La sua grande visione di gioco è data dalla predisposizione (o abitudine) di guardarsi intorno (di lato, alle spalle) continuamente, prima di ricevere il pallone; questa attitudine gli permette di conoscere perfettamente le posizioni dei compagni e degli avversari.

Xavi
Percezione dello spazio a 360°

Qui Xavi vede (girando la testa) lo spazio libero alle sue spalle e velocemente corre a occuparlo in modo da poter ricevere agevolmente la palla dal suo compagno.

Xavi
Controllo orientato e copertura della palla

In questa situazione, egli vede il giocatore del Real Madrid avvicinarsi velocemente alle sue spalle e controlla la palla in modo da proteggerla e da poter saltare l’avversario con un tocco soltanto.

Xavi
Ancora spazio vuoto…

In questo nuovo momento di gara, Xavi trova ancora “spazio vuoto” da occupare, per poter ricevere agevolmente il pallone da Iniesta e controllarlo senza ricevere un’immediata pressione da parte di uno o più avversari.

Questi sono solo alcuni esempi: nel video che segue potrete apprezzare interamente le immense capacità tecniche, cognitive e percettive di Xavi Hernandez.


Xavi e Mental Football

Xavi
Visione di gioco e Percezione dello spazio a 360°

Xavi si guarda alle spalle; Pirlo si guarda alla spalle. Può essere un atteggiamento innato per alcuni, ma è un elemento che contraddistingue tutti i grandi campioni.
Forse giocando ad alti livelli, con tempi e spazi sempre più ristretti, “guardarsi attorno” è una manifestazione dell’istinto di sopravvivenza: per evitare di venire sopraffatti, forse è meglio conoscere a fondo l’ambiente circostante e le variabili coinvolte nel gioco.

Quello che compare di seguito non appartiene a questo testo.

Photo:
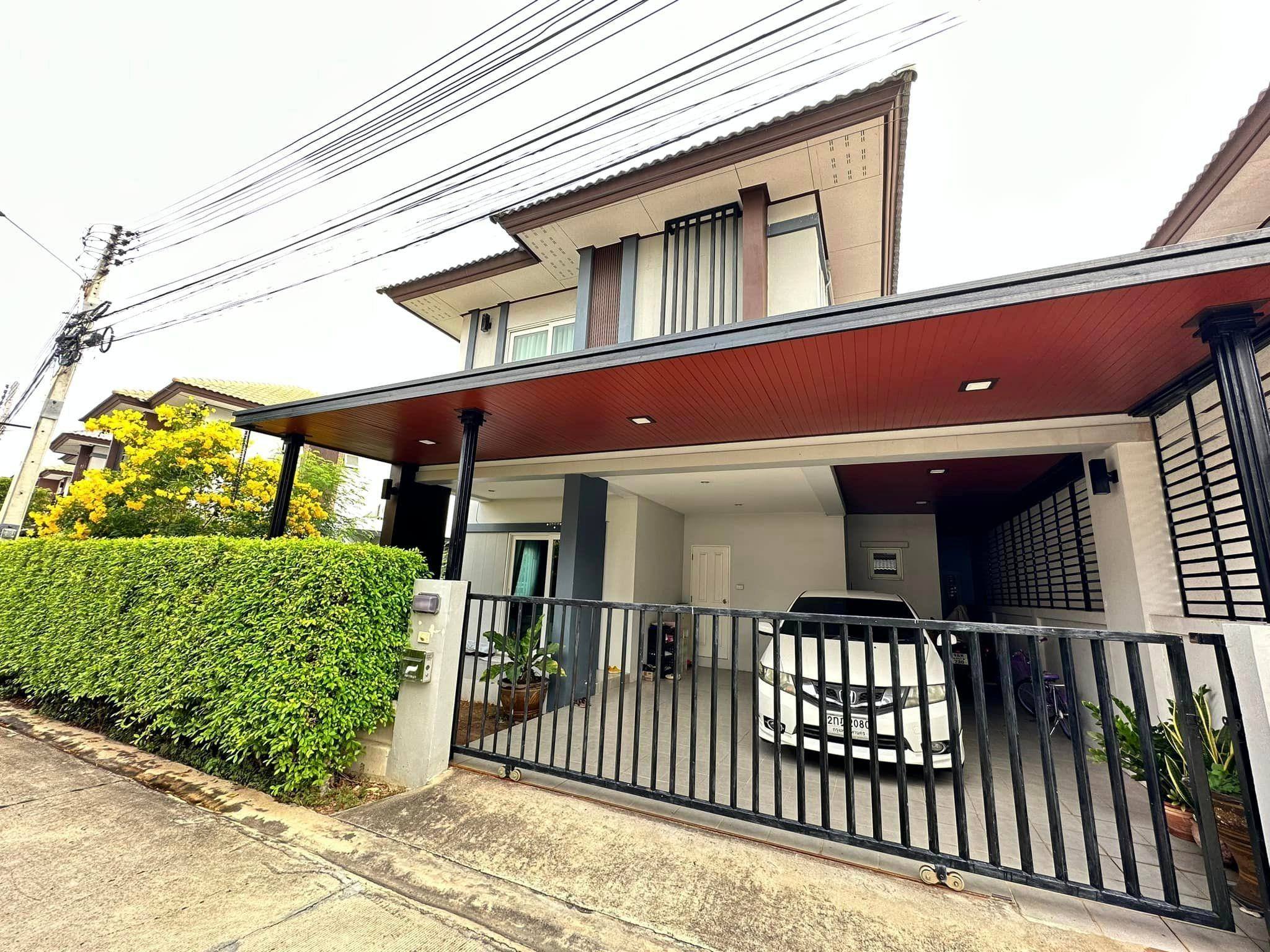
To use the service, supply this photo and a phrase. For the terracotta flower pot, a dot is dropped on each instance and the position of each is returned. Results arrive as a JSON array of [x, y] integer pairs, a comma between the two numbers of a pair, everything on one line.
[[1232, 829], [520, 702], [1227, 856], [1179, 822]]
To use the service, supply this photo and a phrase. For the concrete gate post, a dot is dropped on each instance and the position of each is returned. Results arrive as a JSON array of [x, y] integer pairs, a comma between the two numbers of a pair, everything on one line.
[[426, 710]]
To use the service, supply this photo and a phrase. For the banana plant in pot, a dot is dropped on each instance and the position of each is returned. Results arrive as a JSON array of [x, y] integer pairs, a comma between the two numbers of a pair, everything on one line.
[[525, 662]]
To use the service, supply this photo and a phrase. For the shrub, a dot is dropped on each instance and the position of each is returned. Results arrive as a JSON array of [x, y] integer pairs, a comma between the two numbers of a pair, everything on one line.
[[269, 655]]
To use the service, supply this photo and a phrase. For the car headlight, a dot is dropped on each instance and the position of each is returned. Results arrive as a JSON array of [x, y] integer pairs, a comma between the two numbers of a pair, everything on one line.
[[769, 674], [934, 694]]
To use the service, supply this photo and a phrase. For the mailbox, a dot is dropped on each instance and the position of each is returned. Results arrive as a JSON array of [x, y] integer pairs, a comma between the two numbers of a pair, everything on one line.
[[415, 666]]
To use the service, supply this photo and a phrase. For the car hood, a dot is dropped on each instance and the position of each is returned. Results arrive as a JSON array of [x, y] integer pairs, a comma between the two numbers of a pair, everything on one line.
[[856, 650]]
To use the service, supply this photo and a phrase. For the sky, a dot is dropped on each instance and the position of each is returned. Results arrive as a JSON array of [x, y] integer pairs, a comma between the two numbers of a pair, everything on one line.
[[1039, 135]]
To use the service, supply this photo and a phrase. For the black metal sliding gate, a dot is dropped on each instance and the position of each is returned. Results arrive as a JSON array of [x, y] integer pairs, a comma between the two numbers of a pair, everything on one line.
[[660, 701]]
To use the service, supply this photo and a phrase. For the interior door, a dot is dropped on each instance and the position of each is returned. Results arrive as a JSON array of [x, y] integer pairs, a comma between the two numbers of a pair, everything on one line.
[[711, 588]]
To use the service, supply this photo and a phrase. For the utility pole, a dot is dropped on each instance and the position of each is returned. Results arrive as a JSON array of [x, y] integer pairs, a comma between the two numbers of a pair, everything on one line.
[[76, 335]]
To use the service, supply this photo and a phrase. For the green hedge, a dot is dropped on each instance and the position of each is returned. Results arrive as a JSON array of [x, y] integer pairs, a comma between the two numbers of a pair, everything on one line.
[[266, 654]]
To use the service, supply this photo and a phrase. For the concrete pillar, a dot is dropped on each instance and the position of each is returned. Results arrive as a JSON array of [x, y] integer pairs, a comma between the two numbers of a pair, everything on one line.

Noi di Mental Football pensiamo che sia fondamentale stimolare il giovane calciatore ad abituarsi a percepire l’ambiente a 360° sempre, fin dai primi passi.
Certamente le proposte di gioco e di allenamento devono essere relazionate all’età dei partecipanti: in forma ludica e multidisciplinare per i più piccoli e in forma più sport-specifica per i più grandicelli.

Guardarsi attorno significa rappresentare internamente lo spazio di gioco; vuol dire fare delle inferenze sui movimenti, sulle intenzioni e sulle strategie condivise con i propri compagni o per intuire e prevedere le azioni avversarie.

Vedere è potere. Questa è una nostra proposta.


L’inseguitore deve cercare di prendere chi riceve  il pallone prima che questi oltrepassi la linea di meta, ma ha un percorso leggermente più lungo da fare. Chi riceve il pallone deve guardare la direzione di provenienza e controllare il pallone in modo da trovarsi il più lontano possibile da lui.
Nella prima parte, l’avversario proviene “frontalmente”, nella seconda arriva alle spalle.

Le esercitazioni Mental Football hanno il valore di “proposte e spunti“. Siamo totalmente convinti che da una proposta di esercitazione “discreta” possano nascere, grazie all’esperienza di ciascuno, moltissimi “ottimi” nuovi allenamenti.
Condividere è la chiave del successo.